Maximizing Your Home's Worth
What is a Home Equity Investment?
Thanks to rising property values during the pandemic and record-low interest rates, homeowners now have more equity in their properties than ever before.
In fact, according to The Mortgage Monitor, the average mortgage-holding homeowner has a record-high amount of equity in their property at $299,000. In 2010, that number was only $87,000.
However, due to poor credit or inconsistent income, some may find it difficult to access that equity through a home equity loan or HELOC.
A home equity investment, also called a home equity sharing agreement, is a way for homeowners to access the cash value of their home without taking on debt or selling it entirely. Essentially, you sell a portion of your home's future appreciation to an investor in exchange for a lump sum of cash today.
How Does a Home Equity Investment Work? (An Example)
For example, let’s say that you purchased your home for $159,000 with 3.5% down in 2015. The market has now appreciated and the home is now worth a whopping $240,000. Based on your estimates, you have over $100k in equity in the property. Now you’d like to take a portion of your home equity out to finance a bathroom remodel – but you have no way of accessing that money.
To make matters worse, you were laid off during the pandemic and your side hustle slowly grew into your main hustle. Your income has taken a significant hit, and qualifying for a home equity loan or a HELOC will require you to pay interest rates north of 8%.
Instead, you can look into a home equity investment or equity sharing agreement. These agreements vary depending on your situation, but they typically require a borrower to stake a portion of their home equity (11%, for instance) in exchange for a lump-sum cash payment now.
Reviewing the details from our example, a home equity investment might look like this:
- 2024 home value: $240,000.
- Amount of equity that you have in the property: $100k.
- Amount of money needed for bathroom remodel: $25k.
- A home equity investment company offers you $25k now in exchange for 11% of your home (11% of $240,000 = $26,400).
You now have the money for your bathroom remodel, but you spent 11% in your home’s equity.
If fifteen years from now, you go to sell your home and it’s appreciated to $350,000, that 11% is now worth $38,500. You repay the home equity investment company.
However, the terms may vary. You might be required to pay back the 11% stake at the end of a set period. Additionally, the home equity investment company sets the price of their portion of the investment based on how much they expect the property to appreciate, which might be higher than you expected.
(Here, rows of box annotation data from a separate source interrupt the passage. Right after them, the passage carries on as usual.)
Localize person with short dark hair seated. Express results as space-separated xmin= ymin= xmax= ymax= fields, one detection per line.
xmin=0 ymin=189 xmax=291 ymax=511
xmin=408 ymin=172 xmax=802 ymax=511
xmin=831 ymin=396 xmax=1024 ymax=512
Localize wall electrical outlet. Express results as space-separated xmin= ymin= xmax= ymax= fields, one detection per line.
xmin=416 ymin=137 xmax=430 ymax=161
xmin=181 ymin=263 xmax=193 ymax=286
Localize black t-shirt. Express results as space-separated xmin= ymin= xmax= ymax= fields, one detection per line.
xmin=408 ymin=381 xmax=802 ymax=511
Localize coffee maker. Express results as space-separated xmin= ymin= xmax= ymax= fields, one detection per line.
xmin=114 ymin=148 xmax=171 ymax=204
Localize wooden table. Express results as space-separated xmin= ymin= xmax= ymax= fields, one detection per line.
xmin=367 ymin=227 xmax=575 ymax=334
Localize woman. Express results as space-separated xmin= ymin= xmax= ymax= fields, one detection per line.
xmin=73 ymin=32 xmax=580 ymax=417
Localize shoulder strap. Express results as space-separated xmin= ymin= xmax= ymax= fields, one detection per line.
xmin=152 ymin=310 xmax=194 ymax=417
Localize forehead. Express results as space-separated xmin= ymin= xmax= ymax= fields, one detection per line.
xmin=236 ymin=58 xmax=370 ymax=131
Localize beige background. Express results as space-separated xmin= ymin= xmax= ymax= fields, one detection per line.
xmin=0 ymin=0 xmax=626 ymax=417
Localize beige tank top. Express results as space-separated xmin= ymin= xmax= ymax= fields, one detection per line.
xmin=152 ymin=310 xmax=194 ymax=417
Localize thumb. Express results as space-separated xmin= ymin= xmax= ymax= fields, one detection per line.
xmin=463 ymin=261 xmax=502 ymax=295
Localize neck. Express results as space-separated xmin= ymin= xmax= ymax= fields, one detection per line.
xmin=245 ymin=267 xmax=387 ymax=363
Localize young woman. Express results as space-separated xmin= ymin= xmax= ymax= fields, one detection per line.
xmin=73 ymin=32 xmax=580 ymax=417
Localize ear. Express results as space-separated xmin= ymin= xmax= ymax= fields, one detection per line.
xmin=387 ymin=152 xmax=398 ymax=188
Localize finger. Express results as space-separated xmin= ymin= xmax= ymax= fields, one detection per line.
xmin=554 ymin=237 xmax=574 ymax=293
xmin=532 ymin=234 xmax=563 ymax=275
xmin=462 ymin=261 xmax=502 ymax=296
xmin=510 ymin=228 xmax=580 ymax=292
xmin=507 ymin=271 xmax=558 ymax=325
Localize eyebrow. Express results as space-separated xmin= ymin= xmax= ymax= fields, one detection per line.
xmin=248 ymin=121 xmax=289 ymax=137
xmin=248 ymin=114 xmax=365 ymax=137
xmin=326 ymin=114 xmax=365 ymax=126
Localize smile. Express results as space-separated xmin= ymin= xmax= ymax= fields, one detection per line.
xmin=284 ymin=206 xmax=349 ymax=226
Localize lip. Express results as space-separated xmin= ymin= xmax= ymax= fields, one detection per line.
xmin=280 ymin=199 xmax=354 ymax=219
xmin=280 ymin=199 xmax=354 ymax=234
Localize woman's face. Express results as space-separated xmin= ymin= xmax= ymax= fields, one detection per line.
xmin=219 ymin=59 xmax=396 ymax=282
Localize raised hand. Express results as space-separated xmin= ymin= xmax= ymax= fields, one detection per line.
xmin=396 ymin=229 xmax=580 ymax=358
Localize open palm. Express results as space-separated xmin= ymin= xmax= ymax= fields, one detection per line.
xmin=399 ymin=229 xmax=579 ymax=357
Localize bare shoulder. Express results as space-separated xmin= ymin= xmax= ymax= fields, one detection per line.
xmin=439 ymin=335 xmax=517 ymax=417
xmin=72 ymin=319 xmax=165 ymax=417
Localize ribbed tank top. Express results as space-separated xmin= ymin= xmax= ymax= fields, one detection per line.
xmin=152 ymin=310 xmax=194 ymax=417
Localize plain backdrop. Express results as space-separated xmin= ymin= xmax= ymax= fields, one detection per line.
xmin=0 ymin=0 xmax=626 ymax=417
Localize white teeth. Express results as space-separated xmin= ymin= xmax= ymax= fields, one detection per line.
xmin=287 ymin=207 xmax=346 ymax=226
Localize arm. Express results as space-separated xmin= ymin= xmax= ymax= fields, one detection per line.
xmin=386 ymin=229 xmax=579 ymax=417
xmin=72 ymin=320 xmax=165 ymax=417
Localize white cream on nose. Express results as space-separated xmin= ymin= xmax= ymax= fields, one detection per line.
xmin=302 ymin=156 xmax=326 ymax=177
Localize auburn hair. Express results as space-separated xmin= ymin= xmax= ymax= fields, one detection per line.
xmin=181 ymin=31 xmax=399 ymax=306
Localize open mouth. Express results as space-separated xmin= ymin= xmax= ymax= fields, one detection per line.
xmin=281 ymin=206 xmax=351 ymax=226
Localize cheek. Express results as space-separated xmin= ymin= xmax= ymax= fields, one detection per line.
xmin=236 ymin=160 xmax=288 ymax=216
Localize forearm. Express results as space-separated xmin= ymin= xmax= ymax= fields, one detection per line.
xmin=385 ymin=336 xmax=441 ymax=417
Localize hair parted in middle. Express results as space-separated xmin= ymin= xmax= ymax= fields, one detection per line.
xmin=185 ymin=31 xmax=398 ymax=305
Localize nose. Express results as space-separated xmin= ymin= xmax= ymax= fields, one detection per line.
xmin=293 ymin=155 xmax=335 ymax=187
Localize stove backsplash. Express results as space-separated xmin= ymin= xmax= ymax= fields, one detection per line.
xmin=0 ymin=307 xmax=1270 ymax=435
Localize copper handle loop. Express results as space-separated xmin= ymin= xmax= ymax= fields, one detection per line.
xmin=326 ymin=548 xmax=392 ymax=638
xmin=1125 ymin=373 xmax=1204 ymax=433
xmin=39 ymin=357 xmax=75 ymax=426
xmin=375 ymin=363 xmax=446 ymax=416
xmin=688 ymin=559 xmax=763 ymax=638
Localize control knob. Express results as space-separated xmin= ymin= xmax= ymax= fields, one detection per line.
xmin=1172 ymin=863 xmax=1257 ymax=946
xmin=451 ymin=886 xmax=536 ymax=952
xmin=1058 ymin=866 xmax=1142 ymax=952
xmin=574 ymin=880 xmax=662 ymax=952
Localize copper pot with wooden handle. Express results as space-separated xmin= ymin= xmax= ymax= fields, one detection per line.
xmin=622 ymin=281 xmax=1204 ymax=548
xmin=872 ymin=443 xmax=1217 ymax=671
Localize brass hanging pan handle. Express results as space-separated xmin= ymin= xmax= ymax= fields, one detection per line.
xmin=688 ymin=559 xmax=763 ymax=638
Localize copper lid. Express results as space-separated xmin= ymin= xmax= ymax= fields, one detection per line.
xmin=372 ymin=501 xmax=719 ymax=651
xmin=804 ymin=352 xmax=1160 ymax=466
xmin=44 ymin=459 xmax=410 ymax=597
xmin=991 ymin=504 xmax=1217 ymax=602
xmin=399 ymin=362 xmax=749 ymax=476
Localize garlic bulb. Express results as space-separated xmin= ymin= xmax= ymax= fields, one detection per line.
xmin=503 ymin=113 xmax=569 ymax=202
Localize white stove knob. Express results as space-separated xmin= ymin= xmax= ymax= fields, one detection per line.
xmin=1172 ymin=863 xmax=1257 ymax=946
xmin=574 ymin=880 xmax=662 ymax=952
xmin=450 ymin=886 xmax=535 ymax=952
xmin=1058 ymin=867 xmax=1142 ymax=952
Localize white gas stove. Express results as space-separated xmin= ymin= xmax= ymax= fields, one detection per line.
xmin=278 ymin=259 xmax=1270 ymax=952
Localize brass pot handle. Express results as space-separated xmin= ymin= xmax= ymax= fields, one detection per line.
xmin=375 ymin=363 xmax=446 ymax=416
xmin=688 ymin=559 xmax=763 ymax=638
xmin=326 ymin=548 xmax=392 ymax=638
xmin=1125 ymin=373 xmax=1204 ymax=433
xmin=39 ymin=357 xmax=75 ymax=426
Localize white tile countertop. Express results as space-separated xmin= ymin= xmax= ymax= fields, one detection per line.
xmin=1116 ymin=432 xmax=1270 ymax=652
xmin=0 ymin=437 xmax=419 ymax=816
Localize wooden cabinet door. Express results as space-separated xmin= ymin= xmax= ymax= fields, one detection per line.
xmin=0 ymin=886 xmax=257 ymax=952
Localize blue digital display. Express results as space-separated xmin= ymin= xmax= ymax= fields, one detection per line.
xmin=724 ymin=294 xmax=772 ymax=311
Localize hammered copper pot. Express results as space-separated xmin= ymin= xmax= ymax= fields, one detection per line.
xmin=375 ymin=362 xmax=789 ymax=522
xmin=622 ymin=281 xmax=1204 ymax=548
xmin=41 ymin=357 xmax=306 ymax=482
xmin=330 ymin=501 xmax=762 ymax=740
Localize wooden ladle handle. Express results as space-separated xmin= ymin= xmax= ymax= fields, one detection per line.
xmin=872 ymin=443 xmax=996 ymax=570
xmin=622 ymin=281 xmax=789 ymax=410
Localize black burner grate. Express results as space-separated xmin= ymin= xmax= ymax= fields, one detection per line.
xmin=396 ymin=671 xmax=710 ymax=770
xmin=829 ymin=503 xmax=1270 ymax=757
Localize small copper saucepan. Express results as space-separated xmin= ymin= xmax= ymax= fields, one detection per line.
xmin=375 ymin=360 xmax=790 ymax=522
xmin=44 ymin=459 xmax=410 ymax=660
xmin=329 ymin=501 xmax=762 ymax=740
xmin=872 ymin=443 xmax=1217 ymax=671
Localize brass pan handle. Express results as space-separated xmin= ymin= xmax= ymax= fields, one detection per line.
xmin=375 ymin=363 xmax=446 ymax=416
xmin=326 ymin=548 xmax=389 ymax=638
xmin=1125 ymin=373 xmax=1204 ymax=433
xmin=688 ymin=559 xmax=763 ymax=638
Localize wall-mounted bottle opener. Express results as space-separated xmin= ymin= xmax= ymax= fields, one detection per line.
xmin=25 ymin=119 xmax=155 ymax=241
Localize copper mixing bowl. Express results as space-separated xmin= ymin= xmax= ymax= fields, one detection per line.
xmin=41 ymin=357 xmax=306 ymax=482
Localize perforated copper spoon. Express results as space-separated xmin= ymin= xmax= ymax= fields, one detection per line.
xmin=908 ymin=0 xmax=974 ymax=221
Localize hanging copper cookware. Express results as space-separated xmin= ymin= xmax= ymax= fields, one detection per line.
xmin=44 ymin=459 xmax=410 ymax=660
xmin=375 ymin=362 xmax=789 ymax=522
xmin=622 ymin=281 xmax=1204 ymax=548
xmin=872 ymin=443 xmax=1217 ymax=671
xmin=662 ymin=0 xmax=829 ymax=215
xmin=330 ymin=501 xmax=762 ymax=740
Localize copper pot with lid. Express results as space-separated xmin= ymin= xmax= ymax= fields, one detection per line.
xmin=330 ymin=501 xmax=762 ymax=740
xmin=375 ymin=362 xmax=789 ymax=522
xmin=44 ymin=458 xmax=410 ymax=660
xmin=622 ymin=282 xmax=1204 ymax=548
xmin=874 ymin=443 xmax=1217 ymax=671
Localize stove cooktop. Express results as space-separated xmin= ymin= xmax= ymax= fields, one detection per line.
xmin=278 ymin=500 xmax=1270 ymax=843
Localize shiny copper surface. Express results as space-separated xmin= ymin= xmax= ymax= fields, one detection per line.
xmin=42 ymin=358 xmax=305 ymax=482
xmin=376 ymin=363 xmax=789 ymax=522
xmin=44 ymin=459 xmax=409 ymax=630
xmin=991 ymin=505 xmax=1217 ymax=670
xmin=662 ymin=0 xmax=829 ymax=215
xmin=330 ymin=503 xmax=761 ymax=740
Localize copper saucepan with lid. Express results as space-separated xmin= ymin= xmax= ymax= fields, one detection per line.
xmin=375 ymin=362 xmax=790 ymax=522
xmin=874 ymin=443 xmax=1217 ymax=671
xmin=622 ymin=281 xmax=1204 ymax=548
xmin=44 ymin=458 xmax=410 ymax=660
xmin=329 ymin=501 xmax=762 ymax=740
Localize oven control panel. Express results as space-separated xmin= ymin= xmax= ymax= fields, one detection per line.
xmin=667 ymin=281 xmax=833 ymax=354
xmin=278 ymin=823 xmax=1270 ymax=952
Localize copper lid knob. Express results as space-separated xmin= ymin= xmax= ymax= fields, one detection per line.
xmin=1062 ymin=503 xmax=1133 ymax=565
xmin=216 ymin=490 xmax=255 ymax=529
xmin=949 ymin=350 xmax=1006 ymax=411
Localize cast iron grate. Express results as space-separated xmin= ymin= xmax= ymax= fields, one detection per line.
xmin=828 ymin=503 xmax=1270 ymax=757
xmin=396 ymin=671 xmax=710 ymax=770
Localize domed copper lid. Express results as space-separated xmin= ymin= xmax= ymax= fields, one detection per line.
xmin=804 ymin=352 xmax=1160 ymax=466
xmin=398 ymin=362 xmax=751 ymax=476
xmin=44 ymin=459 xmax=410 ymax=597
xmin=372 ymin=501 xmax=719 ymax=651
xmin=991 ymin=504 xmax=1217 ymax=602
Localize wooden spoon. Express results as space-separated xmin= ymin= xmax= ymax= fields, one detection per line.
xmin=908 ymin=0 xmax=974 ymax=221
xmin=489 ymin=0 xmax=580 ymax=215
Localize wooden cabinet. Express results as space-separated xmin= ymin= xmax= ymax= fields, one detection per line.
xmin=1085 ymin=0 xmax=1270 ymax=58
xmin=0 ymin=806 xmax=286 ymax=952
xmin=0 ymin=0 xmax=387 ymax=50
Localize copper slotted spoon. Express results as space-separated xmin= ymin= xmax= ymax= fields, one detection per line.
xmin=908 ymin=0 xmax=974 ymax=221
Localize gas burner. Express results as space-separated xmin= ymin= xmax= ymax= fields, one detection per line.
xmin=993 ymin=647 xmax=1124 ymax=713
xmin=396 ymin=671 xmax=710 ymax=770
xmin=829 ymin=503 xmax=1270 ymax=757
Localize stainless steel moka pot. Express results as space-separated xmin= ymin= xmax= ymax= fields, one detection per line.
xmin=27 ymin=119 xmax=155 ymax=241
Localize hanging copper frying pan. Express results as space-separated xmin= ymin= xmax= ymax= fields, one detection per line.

So what are the benefits and drawbacks?
Pros and Cons of a Home Equity Investment
Pros of Home Equity Investments
- You can have below a 620 credit score, which is typically the minimum for a home equity loan.
- There are no monthly payments.
- There are no interest charges.
- There are no minimum income requirements.
Cons of Home Equity Investments
- If your home increases in value, you lose out on that percentage of home equity.
- Some home equity investment companies have uncapped equity agreements. If your house somehow triples in value, so does their portion of equity. That ~$26k could end up costing you more like ~$78k.
- If you want to pay off the lien early, the investment company sets the price based on their market appreciation expectations – and they might charge an additional fee.
- You need a significant amount of home equity.
- Terms can be confusing and difficult to negotiate.
FAQs
How Does a Home Equity Investment Differ From a Home Equity Loan?
A home equity investment isn’t a loan. Instead, you’re selling a portion of your home equity in exchange for cash now. If you own your $400k home outright, for example, and you sell 10% of it, you should theoretically receive $40k in cash.
A home equity loan lets you borrow money using the value of your home as collateral. You get a lump sum payment upfront, with fixed interest rates and repayment terms, typically 5-30 years.
What are the Benefits of a Home Equity Investment?
You can have a low credit score and no income. As long as you have equity in your home, you can qualify.
What are the Alternatives to an Equity Sharing Agreement?
A home equity line of credit (HELOC), home equity loan, reverse mortgage (if you’re 62 or older), and a cash-out refinance are all alternatives to equity sharing agreements.